GILGIT: Gilgit-Baltistan Election Commission has ordered the suspension of final election results across all constituencies until re-polling is conducted at 26 polling stations spread across five seats, throwing the outcome of Saturday’s regional assembly vote into uncertainty even as the Pakistan Peoples Party held a commanding lead.

In a circular dated June 8 and addressed to returning officers in the affected constituencies, the commission said results could not be consolidated until votes from the re-polled stations were incorporated into the final count. The directive covered constituencies Skardu-II (GBA-8), Astore-I (GBA-13), Diamer-I (GBA-15), Diamer-II (GBA-16) and Diamer-III (GBA-17).

The commission told returning officers not to “open, scrutinise or count the postal ballots and not to finalise, consolidate, announce or issue the final result” of their respective constituencies until the re-polling was complete.

GB Chief Election Commissioner Raja Shahbaz Khan said re-polling would take place on June 15 at 10 stations in Skardu-II, one each in Astore-I and Diamer-I, three in Diamer-II and 11 in Diamer-III. He said constituency-level Form-47 result sheets had been finalised but would not be issued until voting in the affected stations had concluded.

The election body separately ordered recounts in two additional constituencies — Ghizer-II (GBA-20) and Gilgit-III (GBA-3). The Ghizer-II recount was sought by both independent candidate Safdar Ali Shirazi and PPP candidate Nazir Ahmed Advocate, who alleged irregularities in the counting process.

The decisions came amid a chorus of complaints from multiple political parties. The PPP, Pakistan Tehreek-e-Insaf and Jamiat Ulema-e-Islam-Fazl all raised concerns about delays in announcing results, irregularities in the issuance of Form-45 polling station result slips, and alleged attempts to manipulate outcomes as preliminary tallies emerged.

The authorities stopped short of annulling results for entire seats, opting instead for targeted re-polling at specific stations.

Coalition arithmetic

Despite the suspensions, the broad outlines of the election outcome appeared to be taking shape. Unofficial results showed the PPP winning 10 to 11 of the assembly’s 24 seats, making it the single largest party in the Gilgit-Baltistan Legislative Assembly. The Pakistan Muslim League-Nawaz secured four seats, while independent candidates collectively took seven, and the Majlis Wahdat-e-Muslimeen claimed one.

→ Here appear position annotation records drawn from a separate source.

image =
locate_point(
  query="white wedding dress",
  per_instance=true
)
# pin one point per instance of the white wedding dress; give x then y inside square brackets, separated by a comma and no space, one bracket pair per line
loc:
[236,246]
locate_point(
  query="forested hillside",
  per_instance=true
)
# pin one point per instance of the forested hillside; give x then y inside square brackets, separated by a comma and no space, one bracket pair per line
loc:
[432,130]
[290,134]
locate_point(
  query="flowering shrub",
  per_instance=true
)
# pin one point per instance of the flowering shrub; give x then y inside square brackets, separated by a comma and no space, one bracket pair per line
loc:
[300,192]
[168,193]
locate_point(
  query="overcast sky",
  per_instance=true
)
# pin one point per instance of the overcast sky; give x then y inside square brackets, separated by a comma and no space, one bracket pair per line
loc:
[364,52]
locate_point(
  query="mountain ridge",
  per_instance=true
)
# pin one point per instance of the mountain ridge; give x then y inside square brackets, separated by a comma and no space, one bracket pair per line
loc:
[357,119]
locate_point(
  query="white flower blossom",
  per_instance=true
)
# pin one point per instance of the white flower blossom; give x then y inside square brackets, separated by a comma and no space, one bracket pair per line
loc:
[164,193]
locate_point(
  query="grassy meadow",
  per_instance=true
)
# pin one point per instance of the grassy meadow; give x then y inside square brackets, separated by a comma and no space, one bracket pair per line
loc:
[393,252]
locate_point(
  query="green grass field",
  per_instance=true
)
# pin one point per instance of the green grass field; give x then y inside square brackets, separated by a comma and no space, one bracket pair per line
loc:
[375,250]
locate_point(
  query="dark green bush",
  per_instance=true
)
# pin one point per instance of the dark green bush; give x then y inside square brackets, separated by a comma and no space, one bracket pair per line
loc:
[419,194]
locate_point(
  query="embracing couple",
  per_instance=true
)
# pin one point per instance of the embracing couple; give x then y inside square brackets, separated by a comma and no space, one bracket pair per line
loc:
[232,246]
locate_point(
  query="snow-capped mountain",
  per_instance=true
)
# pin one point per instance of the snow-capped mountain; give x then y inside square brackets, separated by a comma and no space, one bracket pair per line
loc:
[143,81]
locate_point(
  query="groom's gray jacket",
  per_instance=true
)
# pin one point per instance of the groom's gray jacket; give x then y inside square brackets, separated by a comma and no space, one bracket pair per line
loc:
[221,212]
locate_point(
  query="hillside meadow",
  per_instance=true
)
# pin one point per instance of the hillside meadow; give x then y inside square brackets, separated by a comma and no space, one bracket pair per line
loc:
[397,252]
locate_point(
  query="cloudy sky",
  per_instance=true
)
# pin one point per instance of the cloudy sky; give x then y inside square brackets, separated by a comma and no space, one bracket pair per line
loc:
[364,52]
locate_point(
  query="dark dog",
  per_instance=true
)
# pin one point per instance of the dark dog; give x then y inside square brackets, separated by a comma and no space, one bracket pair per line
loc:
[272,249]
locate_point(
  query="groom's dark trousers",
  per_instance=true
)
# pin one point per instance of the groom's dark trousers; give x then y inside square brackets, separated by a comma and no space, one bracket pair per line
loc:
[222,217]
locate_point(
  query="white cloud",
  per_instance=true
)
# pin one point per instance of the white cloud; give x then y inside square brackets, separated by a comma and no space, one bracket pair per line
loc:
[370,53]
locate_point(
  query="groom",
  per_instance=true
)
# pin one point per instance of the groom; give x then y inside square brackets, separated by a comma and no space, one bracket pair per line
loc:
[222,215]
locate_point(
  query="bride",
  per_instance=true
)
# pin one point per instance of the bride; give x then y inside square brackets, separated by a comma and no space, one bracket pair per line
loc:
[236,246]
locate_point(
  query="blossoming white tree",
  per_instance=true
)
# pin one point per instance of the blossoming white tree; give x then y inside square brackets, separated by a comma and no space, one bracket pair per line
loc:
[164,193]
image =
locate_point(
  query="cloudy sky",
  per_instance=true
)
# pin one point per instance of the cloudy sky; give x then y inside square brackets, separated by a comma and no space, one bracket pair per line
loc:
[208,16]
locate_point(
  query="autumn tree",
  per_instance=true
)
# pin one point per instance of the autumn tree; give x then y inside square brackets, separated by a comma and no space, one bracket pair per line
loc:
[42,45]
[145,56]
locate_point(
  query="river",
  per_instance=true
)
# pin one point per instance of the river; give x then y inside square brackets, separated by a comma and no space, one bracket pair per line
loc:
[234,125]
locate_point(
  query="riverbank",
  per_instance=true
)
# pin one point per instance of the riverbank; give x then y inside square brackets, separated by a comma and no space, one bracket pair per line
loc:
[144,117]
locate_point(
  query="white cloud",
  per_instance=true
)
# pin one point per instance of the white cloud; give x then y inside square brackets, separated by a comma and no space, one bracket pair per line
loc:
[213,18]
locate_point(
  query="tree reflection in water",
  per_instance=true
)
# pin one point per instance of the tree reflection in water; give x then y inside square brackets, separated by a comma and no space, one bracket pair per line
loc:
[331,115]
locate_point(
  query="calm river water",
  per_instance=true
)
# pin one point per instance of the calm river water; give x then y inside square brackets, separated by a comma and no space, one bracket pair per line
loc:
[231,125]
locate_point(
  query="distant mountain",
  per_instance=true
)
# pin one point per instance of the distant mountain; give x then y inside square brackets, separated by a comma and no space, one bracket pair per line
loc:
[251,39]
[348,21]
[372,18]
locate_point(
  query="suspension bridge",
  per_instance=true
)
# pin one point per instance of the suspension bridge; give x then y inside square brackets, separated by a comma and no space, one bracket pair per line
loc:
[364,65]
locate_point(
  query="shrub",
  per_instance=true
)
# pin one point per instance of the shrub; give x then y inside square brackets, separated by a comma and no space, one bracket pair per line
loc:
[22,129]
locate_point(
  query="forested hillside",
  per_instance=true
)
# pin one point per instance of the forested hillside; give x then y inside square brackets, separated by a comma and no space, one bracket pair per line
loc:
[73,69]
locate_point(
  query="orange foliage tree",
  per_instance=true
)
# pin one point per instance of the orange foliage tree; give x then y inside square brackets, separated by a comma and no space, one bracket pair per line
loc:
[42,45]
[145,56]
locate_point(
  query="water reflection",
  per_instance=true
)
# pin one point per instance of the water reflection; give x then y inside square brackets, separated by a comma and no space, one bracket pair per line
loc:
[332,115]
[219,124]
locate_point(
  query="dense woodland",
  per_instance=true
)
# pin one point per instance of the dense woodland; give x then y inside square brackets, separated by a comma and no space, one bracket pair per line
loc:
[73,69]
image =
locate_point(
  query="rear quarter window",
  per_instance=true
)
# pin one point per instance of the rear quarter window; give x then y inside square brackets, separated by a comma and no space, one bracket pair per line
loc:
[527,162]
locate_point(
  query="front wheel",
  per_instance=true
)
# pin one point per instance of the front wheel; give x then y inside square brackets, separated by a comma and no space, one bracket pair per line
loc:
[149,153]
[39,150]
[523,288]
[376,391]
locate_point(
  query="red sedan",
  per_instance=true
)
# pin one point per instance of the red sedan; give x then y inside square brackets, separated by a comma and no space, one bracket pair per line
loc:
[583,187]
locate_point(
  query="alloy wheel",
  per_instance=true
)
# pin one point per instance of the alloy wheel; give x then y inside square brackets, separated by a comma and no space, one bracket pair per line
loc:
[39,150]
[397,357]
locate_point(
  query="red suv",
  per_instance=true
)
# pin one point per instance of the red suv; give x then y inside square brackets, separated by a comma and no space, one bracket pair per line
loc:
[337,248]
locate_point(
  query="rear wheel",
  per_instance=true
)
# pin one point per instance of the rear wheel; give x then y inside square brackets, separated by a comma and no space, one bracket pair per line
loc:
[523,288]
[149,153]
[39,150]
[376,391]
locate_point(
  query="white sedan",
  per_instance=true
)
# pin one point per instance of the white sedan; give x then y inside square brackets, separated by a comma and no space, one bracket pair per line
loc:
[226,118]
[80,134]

With no party close to the 13-seat threshold needed for an outright majority, sources said a PPP-PML-N coalition was the most likely outcome. They said the arrangement could mirror the formula used at the federal level by the former Pakistan Democratic Movement alliance, with the PPP likely to take the chief minister’s office and the PML-N the governor’s post, with ministerial portfolios divided on a roughly 60-40 basis.

Prime Minister Shehbaz Sharif, whose PML-N governs at the federal level in coalition with the PPP, congratulated the people of Gilgit-Baltistan on the peaceful conduct of the election, and felicitated the PPP on emerging as the largest party.

Gilgit-Baltistan, a mountainous territory bordering China and Afghanistan, is administered by Islamabad and does not have the constitutional status of a full province, though its assembly elections are closely watched as a gauge of political sentiment nationally.